Internationalized Domain Names for Python (IDNA 2008 and UTS #46)

Overview

Internationalized Domain Names in Applications (IDNA)

Support for the Internationalised Domain Names in Applications (IDNA) protocol as specified in RFC 5891. This is the latest version of the protocol and is sometimes referred to as “IDNA 2008”.

This library also provides support for Unicode Technical Standard 46, Unicode IDNA Compatibility Processing.

This acts as a suitable replacement for the “encodings.idna” module that comes with the Python standard library, but which only supports the older superseded IDNA specification (RFC 3490).

Basic functions are simply executed:

>>> import idna
>>> idna.encode('ドメイン.テスト')
b'xn--eckwd4c7c.xn--zckzah'
>>> print(idna.decode('xn--eckwd4c7c.xn--zckzah'))
ドメイン.テスト

Installation

To install this library, you can use pip:

$ pip install idna

Alternatively, you can install the package using the bundled setup script:

$ python setup.py install

Usage

For typical usage, the encode and decode functions will take a domain name argument and perform a conversion to A-labels or U-labels respectively.

>>> import idna
>>> idna.encode('ドメイン.テスト')
b'xn--eckwd4c7c.xn--zckzah'
>>> print(idna.decode('xn--eckwd4c7c.xn--zckzah'))
ドメイン.テスト

You may use the codec encoding and decoding methods using the idna.codec module:

>>> import idna.codec
>>> print('домен.испытание'.encode('idna'))
b'xn--d1acufc.xn--80akhbyknj4f'
>>> print(b'xn--d1acufc.xn--80akhbyknj4f'.decode('idna'))
домен.испытание

Conversions can be applied at a per-label basis using the ulabel or alabel functions if necessary:

>>> idna.alabel('测试')
b'xn--0zwm56d'

Compatibility Mapping (UTS #46)

As described in RFC 5895, the IDNA specification does not normalize input from different potential ways a user may input a domain name. This functionality, known as a “mapping”, is considered by the specification to be a local user-interface issue distinct from IDNA conversion functionality.

This library provides one such mapping, that was developed by the Unicode Consortium. Known as Unicode IDNA Compatibility Processing, it provides for both a regular mapping for typical applications, as well as a transitional mapping to help migrate from older IDNA 2003 applications.
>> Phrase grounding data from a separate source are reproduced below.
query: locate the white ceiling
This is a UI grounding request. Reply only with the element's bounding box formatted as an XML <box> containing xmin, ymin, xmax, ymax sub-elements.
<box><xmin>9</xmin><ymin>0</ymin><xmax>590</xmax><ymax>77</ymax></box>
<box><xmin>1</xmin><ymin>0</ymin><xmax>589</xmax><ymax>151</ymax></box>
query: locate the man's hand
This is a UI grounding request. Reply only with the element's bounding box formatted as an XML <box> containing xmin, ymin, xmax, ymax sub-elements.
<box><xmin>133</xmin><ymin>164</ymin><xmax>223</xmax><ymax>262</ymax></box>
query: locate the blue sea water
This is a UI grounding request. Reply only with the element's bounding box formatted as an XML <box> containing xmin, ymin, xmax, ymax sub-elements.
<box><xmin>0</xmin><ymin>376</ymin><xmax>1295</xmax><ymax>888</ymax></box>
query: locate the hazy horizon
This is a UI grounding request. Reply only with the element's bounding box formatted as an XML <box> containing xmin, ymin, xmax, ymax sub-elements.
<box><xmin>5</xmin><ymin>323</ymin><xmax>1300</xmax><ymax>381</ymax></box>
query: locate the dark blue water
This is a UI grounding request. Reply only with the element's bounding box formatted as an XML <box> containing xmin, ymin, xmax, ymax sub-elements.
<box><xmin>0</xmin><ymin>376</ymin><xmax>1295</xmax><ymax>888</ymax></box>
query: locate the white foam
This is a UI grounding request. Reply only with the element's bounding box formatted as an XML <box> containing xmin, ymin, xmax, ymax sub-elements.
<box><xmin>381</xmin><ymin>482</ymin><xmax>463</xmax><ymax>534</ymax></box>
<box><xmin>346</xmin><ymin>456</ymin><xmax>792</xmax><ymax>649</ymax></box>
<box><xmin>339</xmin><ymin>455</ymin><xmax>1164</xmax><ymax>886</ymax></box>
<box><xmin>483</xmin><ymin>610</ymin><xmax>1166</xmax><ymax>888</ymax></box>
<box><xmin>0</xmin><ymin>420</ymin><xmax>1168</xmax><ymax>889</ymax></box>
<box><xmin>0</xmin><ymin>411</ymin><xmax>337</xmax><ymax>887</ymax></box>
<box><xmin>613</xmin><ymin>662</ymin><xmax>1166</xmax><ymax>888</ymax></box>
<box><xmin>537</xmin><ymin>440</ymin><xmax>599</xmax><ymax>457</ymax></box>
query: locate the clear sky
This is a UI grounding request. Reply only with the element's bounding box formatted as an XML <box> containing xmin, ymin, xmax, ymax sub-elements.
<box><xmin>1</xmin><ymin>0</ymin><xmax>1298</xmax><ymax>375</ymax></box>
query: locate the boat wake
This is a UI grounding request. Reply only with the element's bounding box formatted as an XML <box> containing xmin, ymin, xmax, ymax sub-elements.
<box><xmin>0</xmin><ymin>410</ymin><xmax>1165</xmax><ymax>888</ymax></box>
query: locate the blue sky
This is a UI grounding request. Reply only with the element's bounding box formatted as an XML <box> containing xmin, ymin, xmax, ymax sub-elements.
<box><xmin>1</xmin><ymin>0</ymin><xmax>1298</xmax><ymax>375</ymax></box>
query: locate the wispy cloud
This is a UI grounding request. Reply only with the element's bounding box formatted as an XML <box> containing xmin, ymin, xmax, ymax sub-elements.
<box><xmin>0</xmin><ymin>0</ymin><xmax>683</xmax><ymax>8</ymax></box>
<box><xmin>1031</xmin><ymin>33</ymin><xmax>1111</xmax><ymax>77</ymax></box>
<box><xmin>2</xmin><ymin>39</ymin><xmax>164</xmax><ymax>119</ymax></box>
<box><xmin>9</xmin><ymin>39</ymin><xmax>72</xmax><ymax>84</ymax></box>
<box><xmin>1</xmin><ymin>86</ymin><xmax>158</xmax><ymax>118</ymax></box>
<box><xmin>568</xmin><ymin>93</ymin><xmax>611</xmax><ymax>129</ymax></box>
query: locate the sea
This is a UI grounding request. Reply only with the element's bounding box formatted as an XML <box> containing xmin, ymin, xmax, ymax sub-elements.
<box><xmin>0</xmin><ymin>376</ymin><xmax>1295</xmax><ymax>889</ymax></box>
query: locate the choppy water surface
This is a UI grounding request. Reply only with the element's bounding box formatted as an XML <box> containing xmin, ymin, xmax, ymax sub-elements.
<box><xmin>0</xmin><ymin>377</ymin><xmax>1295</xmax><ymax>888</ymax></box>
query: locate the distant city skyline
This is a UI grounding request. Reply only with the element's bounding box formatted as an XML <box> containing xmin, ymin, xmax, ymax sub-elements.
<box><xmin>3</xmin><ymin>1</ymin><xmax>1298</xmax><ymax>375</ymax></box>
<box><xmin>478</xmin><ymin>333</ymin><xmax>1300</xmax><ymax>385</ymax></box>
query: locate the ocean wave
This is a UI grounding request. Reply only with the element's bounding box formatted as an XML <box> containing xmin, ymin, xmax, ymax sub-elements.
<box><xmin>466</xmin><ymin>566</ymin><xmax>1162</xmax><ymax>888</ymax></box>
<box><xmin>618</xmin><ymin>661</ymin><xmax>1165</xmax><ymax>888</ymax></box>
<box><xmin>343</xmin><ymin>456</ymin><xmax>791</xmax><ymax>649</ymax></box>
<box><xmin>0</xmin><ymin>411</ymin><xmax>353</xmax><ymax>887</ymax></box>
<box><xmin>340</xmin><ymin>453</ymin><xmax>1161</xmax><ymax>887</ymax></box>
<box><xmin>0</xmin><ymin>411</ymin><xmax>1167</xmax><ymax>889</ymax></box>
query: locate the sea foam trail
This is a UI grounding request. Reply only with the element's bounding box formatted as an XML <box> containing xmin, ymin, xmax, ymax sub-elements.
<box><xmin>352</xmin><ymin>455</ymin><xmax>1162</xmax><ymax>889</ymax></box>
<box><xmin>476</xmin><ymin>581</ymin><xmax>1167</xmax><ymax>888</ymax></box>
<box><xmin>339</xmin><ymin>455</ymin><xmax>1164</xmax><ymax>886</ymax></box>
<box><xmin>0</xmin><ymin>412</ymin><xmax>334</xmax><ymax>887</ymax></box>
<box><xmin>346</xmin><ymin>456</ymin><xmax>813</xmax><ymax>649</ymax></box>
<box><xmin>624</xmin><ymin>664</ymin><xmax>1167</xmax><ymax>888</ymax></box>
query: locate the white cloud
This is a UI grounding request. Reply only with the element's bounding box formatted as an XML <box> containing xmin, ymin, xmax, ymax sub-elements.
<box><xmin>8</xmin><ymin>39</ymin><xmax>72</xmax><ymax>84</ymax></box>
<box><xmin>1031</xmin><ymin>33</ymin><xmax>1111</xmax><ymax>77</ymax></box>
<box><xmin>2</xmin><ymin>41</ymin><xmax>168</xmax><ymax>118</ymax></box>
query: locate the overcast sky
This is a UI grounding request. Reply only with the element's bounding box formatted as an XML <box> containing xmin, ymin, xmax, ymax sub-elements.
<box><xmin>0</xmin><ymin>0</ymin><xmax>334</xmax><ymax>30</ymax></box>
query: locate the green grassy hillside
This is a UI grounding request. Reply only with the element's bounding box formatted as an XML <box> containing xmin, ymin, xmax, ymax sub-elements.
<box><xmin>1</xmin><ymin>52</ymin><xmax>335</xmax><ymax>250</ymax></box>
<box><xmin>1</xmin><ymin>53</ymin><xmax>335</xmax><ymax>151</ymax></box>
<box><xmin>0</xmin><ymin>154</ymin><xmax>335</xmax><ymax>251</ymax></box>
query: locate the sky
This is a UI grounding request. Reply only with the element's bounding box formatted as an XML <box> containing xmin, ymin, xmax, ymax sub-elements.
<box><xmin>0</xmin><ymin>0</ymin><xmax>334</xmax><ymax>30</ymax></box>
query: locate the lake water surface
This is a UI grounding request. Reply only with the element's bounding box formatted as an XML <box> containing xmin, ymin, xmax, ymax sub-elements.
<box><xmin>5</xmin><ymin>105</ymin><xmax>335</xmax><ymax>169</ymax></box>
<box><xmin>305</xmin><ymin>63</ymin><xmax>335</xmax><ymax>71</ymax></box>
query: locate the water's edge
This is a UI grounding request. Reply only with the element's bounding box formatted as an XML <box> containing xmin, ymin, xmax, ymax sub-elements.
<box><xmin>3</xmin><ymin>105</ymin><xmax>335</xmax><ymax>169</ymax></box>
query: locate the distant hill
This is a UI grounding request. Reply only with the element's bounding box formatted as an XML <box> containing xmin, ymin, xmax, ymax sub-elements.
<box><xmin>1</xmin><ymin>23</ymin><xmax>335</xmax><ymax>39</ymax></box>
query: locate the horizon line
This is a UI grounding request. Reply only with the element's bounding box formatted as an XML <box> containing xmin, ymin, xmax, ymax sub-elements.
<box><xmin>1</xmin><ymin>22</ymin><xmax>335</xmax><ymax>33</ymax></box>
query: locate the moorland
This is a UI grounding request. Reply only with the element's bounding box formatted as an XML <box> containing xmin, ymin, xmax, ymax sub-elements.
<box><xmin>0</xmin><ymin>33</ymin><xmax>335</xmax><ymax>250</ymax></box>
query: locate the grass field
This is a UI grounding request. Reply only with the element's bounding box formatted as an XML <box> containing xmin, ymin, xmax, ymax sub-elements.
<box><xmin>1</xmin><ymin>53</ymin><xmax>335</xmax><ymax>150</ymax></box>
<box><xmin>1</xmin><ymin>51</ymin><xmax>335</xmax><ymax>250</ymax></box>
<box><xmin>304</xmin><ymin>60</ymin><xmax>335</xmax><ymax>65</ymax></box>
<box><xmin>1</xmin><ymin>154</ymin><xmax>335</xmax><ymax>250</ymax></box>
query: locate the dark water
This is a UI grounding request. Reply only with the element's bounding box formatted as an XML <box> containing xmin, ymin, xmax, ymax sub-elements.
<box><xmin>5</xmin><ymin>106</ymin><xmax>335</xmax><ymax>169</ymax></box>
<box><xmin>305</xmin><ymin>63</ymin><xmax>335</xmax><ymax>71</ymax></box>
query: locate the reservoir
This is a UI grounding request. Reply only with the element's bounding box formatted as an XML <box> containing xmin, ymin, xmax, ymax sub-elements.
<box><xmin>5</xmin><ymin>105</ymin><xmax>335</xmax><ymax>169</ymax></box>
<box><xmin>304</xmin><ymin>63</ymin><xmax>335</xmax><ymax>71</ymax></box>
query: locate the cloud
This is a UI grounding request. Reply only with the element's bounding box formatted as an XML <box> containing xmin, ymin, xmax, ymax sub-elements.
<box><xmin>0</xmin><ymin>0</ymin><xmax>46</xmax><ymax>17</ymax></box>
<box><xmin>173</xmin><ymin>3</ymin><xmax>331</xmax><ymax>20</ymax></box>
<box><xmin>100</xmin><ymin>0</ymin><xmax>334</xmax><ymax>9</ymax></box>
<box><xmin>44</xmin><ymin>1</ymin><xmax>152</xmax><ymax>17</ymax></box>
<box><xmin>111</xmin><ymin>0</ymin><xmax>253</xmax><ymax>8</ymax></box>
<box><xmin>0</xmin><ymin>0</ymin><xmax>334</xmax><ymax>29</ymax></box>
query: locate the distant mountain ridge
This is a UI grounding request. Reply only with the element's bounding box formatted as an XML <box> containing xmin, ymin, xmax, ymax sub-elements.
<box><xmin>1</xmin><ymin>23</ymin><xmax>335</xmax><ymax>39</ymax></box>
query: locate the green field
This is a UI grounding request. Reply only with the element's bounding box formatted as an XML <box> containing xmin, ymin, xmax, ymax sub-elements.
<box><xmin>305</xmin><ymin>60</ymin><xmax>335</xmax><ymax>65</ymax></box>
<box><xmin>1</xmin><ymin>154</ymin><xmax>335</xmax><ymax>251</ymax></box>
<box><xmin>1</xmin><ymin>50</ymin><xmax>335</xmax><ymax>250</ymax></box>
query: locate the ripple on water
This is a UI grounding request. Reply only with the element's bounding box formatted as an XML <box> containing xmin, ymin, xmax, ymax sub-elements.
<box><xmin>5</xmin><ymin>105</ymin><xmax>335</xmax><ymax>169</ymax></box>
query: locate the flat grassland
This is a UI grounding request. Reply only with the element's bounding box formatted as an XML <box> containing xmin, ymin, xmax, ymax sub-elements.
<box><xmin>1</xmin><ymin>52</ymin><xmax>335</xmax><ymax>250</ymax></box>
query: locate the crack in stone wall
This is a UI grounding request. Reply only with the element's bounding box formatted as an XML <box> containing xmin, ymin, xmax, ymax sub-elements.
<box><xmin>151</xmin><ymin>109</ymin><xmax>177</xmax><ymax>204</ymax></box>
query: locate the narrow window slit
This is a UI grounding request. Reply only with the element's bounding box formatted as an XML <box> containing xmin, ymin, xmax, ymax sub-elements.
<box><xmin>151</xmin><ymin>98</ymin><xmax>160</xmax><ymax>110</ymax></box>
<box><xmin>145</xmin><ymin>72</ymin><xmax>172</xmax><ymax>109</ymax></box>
For example, “Königsgäßchen” is not a permissible label as LATIN CAPITAL LETTER K is not allowed (nor are capital letters in general). UTS 46 will convert this into lower case prior to applying the IDNA conversion.

>>> import idna
>>> idna.encode('Königsgäßchen')
...
idna.core.InvalidCodepoint: Codepoint U+004B at position 1 of 'Königsgäßchen' not allowed
>>> idna.encode('Königsgäßchen', uts46=True)
b'xn--knigsgchen-b4a3dun'
>>> print(idna.decode('xn--knigsgchen-b4a3dun'))
königsgäßchen

Transitional processing provides conversions to help transition from the older 2003 standard to the current standard. For example, in the original IDNA specification, the LATIN SMALL LETTER SHARP S (ß) was converted into two LATIN SMALL LETTER S (ss), whereas in the current IDNA specification this conversion is not performed.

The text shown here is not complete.